2 lbs. of ground beef $4.00-6.00
1 c. of oatmeal (1 minute oats, like Quaker) $1.99 a container, depending
2 eggs, beaten
1/4 c. dried chopped onion or fresh
1 c. of tomato juice
Combine all ingredients thoroughly(don't be afraid to use your hands) and pack firmly into loaf pan, covering with a layer of ketchup. Bake at 350 for one hour.
Meatloaf doesn't have to be complicated. You can use bread crumbs instead of oatmeal. Ketchup is also optional. My paternal grandmother put green pepper in hers. Add mashed potatoes and green beans and it's dinnertime. My dad would take the left-over meatloaf for sandwiches to take to work in his big black lunchbox with the buckles in the front.

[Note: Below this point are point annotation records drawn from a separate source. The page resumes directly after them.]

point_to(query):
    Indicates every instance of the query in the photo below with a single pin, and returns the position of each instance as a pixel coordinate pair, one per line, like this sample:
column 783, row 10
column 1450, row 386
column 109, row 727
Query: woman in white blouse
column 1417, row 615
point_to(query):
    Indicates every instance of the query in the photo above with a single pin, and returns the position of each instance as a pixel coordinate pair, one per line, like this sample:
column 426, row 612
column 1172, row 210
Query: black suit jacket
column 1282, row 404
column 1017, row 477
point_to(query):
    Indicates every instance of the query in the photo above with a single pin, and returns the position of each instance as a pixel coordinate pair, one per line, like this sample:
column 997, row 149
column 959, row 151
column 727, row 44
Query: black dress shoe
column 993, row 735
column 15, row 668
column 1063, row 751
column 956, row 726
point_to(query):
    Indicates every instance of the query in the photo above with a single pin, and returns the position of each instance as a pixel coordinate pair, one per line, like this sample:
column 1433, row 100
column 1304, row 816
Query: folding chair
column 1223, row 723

I've become nostalgic for old tastes. Maybe it's because I'm forty-one now, and even the smallest memories(such as Dad's lunchbox or how he liked to cook his fried eggs in bacon grease) are important. The 25th anniversary of my father's death is on December thirteenth, his birthday November twenty-third. Mom will be seventy in May and, now that all of my grandparents are deceased as well as an aunt, I'm feeling everyone's mortality, everyone's life stories. Food is a thread through all of our lives, rich or poor, a reflection of our cultures, tastes, and desires. I just read a quote on Pinterest, "If chocolate is the answer, who needs the question?" The same could be said of heroin or alcohol, but let's focus on dessert. I present to you a working poor classic that requires most of the ingredients already in your cupboards. Cocoa is a bit more expensive than it used to be, but you can buy the store brand.
Salad Dressing Cake
(This recipe was from my paternal grandmother and was a favorite of my dad's)
3 c. of flour
1/2 c. of sugar
3/4 c. of cocoa
2 and 1/2 t. of baking soda
1 and 1/2 T of vanilla
1 and 1/2 c. of water
1 and 1/4 c. of salad dressing(Miracle Whip is okay, but not Hellman's, that's mayo, not salad dressing)
Mix ingredients and pour into greased cake pan. Bake at 350 for 25-30 minutes. This cake is dense and rich, but vanilla frosting on top is good. Dad would eat it plain and warm with butter on top.